He was deep underground now, he guessed, by the length of time that he’d been going down stairs. It was the strong smell of nature, too, that hinted it, which was what cancelled out the other smell.
It grew colder, which only made sense, and his clothes were still pretty wet. “Not one of my best days, that’s for sure,” he muttered to himself, feeling around the walls.
They were lumpy and made of dirt. He even felt a bug crawl on his hand and he shook it away as if it were just dust.
Bugs, he wasn’t afraid of. They were only smaller and more annoying than humans like himself and he had no problem with that as long as they didn’t swarm all over him.
His hand continued to drag along the dirt wall and stopped when he felt something cold and wiry.
“What’s this?”
It was thick and metal-like, but also felt rusty. Past that one was about a few inches space and more of the same cold, wiry metal. He felt around with both his hands and realized they were bars.

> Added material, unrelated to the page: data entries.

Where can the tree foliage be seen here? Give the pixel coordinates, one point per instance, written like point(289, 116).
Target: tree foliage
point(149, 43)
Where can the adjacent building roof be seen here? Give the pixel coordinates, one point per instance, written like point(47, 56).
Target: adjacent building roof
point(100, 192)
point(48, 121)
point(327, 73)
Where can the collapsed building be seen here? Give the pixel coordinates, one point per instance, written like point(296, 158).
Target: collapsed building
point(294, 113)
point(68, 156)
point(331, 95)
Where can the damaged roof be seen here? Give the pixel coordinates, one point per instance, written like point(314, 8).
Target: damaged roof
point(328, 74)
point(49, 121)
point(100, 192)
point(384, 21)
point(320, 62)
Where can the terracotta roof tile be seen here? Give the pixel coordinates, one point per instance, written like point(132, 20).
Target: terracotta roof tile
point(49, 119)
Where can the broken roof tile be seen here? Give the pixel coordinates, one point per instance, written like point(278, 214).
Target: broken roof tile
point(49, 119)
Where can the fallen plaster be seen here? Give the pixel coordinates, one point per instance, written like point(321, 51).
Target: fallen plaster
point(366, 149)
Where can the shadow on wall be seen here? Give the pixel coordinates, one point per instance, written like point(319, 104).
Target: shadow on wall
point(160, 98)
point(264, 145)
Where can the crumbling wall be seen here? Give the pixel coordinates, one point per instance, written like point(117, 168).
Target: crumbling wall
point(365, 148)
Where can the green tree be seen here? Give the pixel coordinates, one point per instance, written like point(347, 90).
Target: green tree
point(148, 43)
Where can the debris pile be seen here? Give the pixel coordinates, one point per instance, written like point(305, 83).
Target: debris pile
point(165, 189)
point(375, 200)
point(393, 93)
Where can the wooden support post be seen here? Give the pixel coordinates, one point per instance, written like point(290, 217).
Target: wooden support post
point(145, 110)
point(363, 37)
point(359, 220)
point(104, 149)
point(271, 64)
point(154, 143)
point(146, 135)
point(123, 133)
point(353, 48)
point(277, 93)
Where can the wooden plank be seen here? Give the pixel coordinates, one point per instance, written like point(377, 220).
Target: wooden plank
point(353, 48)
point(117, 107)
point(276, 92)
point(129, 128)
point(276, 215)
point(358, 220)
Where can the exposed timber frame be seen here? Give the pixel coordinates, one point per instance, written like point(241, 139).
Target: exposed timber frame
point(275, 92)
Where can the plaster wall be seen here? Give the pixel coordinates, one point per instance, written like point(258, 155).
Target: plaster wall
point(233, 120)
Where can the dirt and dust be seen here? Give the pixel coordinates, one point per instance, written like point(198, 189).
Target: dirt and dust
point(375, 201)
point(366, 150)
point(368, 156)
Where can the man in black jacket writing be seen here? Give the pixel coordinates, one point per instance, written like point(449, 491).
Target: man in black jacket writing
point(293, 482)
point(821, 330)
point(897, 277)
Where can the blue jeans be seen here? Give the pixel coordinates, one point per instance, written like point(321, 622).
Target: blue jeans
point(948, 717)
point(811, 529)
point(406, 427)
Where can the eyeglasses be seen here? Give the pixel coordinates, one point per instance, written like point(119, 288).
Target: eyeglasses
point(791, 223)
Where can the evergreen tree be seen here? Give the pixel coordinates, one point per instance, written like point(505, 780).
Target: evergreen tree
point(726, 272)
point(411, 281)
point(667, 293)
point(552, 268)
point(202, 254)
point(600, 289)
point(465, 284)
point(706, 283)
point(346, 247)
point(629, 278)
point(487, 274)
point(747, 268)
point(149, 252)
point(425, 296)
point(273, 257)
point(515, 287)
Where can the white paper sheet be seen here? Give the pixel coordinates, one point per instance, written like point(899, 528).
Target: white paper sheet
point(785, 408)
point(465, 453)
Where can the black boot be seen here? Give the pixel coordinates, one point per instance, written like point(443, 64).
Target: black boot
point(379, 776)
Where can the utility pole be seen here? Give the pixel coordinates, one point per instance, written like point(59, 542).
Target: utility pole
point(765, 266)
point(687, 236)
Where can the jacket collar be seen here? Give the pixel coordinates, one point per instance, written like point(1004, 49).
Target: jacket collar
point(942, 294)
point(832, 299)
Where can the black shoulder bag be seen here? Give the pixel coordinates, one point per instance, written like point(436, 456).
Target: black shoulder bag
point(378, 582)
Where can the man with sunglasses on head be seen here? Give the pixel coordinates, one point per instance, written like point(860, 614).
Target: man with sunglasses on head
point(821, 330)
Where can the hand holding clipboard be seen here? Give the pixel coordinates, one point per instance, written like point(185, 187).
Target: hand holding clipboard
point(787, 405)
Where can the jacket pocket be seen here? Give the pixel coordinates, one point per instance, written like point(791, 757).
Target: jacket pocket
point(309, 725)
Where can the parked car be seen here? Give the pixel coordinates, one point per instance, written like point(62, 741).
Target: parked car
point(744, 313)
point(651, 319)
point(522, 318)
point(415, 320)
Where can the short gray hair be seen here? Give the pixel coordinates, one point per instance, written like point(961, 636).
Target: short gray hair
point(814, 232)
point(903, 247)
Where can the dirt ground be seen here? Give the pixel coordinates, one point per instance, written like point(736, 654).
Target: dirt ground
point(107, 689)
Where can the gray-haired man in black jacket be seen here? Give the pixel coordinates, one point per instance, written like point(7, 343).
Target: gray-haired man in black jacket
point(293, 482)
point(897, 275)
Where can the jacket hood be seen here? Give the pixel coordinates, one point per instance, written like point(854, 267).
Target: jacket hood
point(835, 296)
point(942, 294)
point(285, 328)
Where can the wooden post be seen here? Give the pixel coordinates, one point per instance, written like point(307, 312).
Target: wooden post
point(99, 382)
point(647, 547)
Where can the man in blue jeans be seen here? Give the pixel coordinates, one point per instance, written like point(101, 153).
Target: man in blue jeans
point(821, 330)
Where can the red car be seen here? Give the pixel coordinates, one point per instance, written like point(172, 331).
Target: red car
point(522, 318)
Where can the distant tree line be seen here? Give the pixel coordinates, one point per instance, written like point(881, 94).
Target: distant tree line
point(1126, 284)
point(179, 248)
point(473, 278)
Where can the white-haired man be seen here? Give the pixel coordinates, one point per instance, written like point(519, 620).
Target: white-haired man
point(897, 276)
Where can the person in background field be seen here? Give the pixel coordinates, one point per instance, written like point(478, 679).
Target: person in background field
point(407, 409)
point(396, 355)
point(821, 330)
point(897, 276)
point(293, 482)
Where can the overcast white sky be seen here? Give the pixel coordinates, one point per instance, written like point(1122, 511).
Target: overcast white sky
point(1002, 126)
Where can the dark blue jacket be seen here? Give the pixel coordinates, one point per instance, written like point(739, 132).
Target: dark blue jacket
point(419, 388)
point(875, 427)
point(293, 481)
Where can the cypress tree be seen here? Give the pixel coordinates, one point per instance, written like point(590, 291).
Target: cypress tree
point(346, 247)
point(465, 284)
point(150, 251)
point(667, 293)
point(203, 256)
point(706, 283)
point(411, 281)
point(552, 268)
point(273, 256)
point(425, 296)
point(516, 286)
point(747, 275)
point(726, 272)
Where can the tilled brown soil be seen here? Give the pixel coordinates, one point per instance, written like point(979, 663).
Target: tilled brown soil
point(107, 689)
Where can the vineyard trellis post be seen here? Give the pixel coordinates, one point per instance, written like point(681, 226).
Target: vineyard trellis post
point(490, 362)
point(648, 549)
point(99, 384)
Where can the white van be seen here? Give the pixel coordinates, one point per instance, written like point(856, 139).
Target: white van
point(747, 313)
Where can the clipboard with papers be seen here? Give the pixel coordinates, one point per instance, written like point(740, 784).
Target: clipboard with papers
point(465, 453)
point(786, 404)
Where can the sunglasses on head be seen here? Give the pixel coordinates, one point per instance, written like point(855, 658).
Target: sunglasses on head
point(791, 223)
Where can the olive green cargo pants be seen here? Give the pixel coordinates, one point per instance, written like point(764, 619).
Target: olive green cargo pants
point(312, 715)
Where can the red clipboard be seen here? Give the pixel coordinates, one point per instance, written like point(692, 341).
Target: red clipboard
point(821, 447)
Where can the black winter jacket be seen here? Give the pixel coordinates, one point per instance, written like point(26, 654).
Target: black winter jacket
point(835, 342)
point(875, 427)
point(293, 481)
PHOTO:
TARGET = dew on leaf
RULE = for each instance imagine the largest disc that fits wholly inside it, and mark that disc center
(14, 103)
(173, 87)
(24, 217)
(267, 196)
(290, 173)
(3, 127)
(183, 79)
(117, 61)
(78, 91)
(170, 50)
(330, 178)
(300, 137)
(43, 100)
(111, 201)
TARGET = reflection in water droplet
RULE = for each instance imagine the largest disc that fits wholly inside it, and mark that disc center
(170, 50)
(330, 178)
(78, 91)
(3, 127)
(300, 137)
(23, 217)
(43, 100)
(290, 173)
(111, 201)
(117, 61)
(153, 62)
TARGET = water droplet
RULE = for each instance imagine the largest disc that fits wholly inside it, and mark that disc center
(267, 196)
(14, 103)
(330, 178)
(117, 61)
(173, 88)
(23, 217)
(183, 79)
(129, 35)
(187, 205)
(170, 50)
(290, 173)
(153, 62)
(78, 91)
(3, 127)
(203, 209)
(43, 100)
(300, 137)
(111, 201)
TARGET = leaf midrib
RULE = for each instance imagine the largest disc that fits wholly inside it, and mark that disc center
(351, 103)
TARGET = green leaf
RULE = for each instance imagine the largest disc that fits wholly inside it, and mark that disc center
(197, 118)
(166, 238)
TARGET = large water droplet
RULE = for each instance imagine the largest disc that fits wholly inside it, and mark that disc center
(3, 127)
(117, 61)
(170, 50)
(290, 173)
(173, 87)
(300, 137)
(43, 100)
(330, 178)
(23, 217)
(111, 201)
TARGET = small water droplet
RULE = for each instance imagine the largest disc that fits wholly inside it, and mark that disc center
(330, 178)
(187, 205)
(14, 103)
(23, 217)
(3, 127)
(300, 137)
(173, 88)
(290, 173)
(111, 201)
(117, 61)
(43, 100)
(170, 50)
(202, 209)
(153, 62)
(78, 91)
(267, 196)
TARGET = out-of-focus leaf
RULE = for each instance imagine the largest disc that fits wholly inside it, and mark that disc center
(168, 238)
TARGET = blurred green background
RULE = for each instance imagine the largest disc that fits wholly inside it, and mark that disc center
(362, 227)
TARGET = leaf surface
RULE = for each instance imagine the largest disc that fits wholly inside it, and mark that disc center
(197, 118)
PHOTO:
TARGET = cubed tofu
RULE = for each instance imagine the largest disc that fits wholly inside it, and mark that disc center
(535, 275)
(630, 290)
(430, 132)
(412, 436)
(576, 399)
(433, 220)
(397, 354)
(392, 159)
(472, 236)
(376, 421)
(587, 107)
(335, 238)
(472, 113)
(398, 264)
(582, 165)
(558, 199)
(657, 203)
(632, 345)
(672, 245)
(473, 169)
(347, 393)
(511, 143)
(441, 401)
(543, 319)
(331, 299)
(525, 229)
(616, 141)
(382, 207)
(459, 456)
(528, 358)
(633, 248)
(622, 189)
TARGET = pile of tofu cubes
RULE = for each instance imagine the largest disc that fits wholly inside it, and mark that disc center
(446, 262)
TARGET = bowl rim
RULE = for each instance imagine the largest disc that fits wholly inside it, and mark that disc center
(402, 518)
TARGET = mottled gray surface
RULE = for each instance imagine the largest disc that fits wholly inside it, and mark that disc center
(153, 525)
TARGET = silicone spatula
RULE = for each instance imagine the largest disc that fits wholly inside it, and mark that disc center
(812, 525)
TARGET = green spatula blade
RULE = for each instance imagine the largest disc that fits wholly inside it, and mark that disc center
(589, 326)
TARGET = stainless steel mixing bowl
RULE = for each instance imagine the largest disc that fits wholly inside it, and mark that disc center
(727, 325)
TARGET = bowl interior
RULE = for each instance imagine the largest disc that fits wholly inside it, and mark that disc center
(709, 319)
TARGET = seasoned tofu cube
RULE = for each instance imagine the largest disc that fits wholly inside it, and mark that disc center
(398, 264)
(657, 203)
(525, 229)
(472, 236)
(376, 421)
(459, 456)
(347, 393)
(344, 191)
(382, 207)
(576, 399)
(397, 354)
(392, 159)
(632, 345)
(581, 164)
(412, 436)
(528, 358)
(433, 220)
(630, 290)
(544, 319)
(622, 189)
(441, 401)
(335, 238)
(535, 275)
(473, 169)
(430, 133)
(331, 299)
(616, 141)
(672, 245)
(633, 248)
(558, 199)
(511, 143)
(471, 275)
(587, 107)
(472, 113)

“Like a cage,” he whispered, losing his breath. Asher swallowed this information in hard. He’d gone too far down underground the castle. The only place he could be at right now was the dungeon. “The only place I didn’t want to end up at and here I am,” he said, worriedly.
The thin bars weren’t strong and even some were bent. There was one part at the very bottom where it was anything but straight and even. They were bent angularly and even a few were broken and missing bars to connect all the way to the ground. The ends of the broken bars were jagged, as if they’d been ripped right off.
“Who could do that, though?” He thought out loud.
Asher remembered from his textbooks and history class at school, the people from long ago who could’ve been prisoners seemed small and weak. They were usually from poor villages nearby who had nothing to give or offer them as taxes and so lost their freedom due to the selfishness and greed of the higher class society that lived in castles.
He knelt down on cold dirt, his hand blindly searching around for the other missing bars. Instead of that though, his hand landed on something small and furry. It squeaked.
Asher gasped and quickly retreated his hand.
Just a mouse. He hoped it wasn’t carrying any diseases or he surely wouldn’t know what to do.
“Not that it matters if I don’t get out of here,” he gulped. He’d get out of here. He would. Right?
He wondered if he really would. It was dark and he was pretty much lost and deep underground a castle that no one knew he’d gone to. Except for that girl at the café.
“Not that she’d be any help.”
If the police couldn’t find the missing people from before, then what were the chances that they’d find Asher?
“How am I ever going to find my way back up?” He asked himself, frustrated. “Or out of here at all?”